Records obtained by The News show the
education reform team got a $20,000 "initial grant" from the Oxford
Foundation to assist "the Team in creating the technology intensive
school." McLellan asked
to be the group's treasurer, according to notes from a Jan. 10 meeting.
'Special kind of school'
The group consists of nearly 20
individuals, mostly from the information technology field, including
Behen and the state's chief technology officer, Rod Davenport. The group
includes employees
from the software and tech companies Vectorform in Royal Oak, InfoReady
in Ann Arbor and Billhighway in Troy. Also involved is Tim Cook of the
Huizenga Group, a Grand Rapids firm that owns and operates West Michigan
manufacturing companies.
One of the original members, Judy Wright
of the accounting firm Plante & Moran, quit the project because of
"potential client conflicts," said Dan Artman, the firm's spokesman. The
accounting firm
works for public school districts across the state.
The group had one educator, Paul
Galbenski, an Oakland Schools business teacher and Michigan's 2011
Educator of the Year, but he left the group.
"It really kind of looked like for me that
they were discussing a special kind of school being created outside of
the Michigan public school system," Galbenski said. "That's when I
started questioning
my involvement."
Records show the group has strived to
remain secretive, even adopting the "skunk works" alias, which dates to
defense contractor Lockheed Martin's secret development of fighter
planes during World
War II.
In January, participants were instructed
in a memo to use "alternative" email accounts. Records show Behen,
Davenport and two other Department of Technology, Management and Budget
employees have
since used private email addresses to correspond.
A Department of Education official, Bruce
Umpstead, joined the group after the private email directive and has
used his government email, records show.
A different approach
Behen said he and the other four state
employees are mostly working after-hours on the project with Friday
evening and Saturday meetings.
"Why are we using private email addresses?

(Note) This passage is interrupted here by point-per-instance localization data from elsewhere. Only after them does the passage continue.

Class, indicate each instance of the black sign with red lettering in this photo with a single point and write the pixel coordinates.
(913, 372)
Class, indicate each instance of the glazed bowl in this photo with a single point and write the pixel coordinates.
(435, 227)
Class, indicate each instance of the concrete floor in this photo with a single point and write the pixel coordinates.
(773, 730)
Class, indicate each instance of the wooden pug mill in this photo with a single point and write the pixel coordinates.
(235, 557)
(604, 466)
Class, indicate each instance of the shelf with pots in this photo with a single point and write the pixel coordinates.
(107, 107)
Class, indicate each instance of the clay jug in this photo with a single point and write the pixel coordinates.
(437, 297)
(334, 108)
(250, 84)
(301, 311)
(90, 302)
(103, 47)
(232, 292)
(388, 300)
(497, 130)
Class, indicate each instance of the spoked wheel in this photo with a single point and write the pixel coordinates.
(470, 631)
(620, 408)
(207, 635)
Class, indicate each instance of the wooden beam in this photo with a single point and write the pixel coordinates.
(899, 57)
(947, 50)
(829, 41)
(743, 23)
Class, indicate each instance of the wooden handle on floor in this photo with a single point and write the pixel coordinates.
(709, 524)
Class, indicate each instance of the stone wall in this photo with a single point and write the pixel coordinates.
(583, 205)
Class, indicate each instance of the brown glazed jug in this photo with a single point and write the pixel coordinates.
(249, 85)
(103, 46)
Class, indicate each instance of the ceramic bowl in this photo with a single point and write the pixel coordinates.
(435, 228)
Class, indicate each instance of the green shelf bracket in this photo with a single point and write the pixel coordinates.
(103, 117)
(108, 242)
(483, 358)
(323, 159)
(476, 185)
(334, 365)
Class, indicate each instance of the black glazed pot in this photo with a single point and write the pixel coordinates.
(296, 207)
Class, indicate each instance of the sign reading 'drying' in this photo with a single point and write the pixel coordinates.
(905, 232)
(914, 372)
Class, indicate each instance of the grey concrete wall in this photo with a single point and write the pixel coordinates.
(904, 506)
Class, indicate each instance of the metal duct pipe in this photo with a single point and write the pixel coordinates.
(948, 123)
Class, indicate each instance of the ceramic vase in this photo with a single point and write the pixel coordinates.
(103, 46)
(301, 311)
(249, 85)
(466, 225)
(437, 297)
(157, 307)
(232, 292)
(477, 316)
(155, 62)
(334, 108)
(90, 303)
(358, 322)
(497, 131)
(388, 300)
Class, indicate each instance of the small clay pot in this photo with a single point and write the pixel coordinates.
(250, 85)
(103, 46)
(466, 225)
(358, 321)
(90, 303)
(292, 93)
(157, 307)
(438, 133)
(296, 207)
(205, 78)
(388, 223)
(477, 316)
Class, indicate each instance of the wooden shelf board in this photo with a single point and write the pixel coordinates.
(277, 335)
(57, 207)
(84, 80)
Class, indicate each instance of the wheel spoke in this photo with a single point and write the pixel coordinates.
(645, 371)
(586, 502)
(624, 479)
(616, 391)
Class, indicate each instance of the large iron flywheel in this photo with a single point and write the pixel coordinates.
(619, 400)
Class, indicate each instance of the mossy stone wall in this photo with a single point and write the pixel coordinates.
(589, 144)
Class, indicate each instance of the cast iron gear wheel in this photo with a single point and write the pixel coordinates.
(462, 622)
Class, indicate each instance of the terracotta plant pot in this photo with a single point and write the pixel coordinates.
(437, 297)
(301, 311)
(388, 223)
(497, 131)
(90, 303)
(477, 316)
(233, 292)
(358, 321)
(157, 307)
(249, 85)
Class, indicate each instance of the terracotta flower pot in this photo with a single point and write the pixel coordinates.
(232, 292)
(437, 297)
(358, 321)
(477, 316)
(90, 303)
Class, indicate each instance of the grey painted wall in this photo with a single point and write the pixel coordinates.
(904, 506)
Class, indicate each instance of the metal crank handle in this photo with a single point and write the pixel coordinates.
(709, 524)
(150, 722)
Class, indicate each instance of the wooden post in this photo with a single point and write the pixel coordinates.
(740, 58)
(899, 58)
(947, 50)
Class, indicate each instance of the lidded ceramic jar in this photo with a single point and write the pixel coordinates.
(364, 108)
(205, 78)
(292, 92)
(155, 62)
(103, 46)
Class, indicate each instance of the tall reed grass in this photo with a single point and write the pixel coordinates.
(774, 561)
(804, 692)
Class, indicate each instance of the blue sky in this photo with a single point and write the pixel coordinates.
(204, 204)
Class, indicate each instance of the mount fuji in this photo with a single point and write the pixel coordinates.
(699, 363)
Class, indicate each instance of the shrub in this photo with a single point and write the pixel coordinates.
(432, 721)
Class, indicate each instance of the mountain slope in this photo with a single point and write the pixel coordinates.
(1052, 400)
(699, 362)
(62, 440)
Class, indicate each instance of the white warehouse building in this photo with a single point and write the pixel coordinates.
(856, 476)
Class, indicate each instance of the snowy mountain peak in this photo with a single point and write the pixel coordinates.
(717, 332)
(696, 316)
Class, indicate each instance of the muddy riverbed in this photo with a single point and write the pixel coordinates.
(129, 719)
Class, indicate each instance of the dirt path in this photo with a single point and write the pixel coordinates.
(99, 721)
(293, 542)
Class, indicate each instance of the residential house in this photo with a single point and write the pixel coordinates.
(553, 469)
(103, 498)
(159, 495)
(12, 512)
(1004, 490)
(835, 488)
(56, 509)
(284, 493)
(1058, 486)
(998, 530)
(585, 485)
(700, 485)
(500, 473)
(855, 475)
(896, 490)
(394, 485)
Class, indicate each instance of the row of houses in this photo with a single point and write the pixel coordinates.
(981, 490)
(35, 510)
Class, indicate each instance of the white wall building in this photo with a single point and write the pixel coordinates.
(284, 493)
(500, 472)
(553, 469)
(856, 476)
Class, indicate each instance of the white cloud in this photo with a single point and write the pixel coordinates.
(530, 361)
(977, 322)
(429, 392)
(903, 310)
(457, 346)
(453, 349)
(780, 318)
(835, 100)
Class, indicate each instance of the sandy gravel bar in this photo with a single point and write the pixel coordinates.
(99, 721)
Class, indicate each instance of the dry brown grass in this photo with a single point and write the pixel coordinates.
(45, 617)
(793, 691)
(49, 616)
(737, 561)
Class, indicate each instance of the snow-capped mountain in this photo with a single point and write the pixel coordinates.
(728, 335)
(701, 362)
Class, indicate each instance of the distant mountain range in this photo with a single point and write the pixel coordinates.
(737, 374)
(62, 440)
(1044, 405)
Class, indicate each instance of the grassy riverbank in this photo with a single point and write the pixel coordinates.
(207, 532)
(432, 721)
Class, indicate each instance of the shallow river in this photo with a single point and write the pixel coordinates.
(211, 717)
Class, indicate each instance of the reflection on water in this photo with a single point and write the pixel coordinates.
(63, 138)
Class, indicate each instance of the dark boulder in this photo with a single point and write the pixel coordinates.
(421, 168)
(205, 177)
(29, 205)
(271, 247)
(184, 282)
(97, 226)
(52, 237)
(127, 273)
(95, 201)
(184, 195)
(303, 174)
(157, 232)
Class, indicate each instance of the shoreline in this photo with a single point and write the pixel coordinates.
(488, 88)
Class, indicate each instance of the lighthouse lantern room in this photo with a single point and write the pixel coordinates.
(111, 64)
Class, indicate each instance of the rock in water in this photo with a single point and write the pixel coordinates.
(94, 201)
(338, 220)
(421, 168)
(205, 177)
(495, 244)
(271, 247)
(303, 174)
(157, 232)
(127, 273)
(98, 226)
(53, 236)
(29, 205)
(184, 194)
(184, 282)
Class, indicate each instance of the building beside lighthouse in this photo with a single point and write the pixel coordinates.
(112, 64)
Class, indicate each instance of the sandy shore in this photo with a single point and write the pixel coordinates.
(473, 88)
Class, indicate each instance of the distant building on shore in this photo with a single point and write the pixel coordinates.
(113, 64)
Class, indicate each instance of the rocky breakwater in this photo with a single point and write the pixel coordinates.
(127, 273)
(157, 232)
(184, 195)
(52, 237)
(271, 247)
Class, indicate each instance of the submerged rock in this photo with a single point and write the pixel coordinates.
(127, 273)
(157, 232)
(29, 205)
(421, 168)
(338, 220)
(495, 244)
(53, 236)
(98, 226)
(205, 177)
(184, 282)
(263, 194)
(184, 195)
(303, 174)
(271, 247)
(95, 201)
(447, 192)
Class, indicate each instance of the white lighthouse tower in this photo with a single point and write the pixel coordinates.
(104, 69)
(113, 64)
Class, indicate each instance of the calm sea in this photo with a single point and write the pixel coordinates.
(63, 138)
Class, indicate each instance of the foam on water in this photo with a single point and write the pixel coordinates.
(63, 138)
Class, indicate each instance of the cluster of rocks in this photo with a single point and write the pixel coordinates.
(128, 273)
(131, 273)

Because it's just easier," Behen said. "There's nothing secret or
anything about this."
McLellan said the other participants are
justified in using private emails. "Well, they should," he said. "It's
not a government project."
"Isn't a skunk works by definition unorganized, backroom?" he asked rhetorically.
Behen said he formed the group after
meeting with McLellan and Rich Baird, a close adviser and friend of
Snyder who called the governor's "transformation manager" on a staff
list.
One memo crafting the group's mission said
it wanted to avoid working with education consultants who "are so
wedded to the education establishment that pays their bills and to the
existing paradigm
that an outside team of creative thinkers has a much better chance of
succeeding."
Behen said he "purposely didn't put a
bunch of teachers on (the panel)" to generate a different approach to
delivering K-12 education through rapidly changing technology.
"Just like if I was going to do something new with law firms, I wouldn't bring a bunch of lawyers in," Behen said.
Patrick Shannon, director of charter
schools at Bay Mills Community College, said the Upper Peninsula tribal
college that charters 42 public school academies across the state is
"very interested"
in helping launch a "value school." Shannon has attended one of the
group's meetings as has an official with the Educational Achievement
Authority in Detroit, records show.
"We're very much into the online and digital type of oversight as well. Let's try something different," Shannon said.
Staff Writer Jennifer Chambers contributed.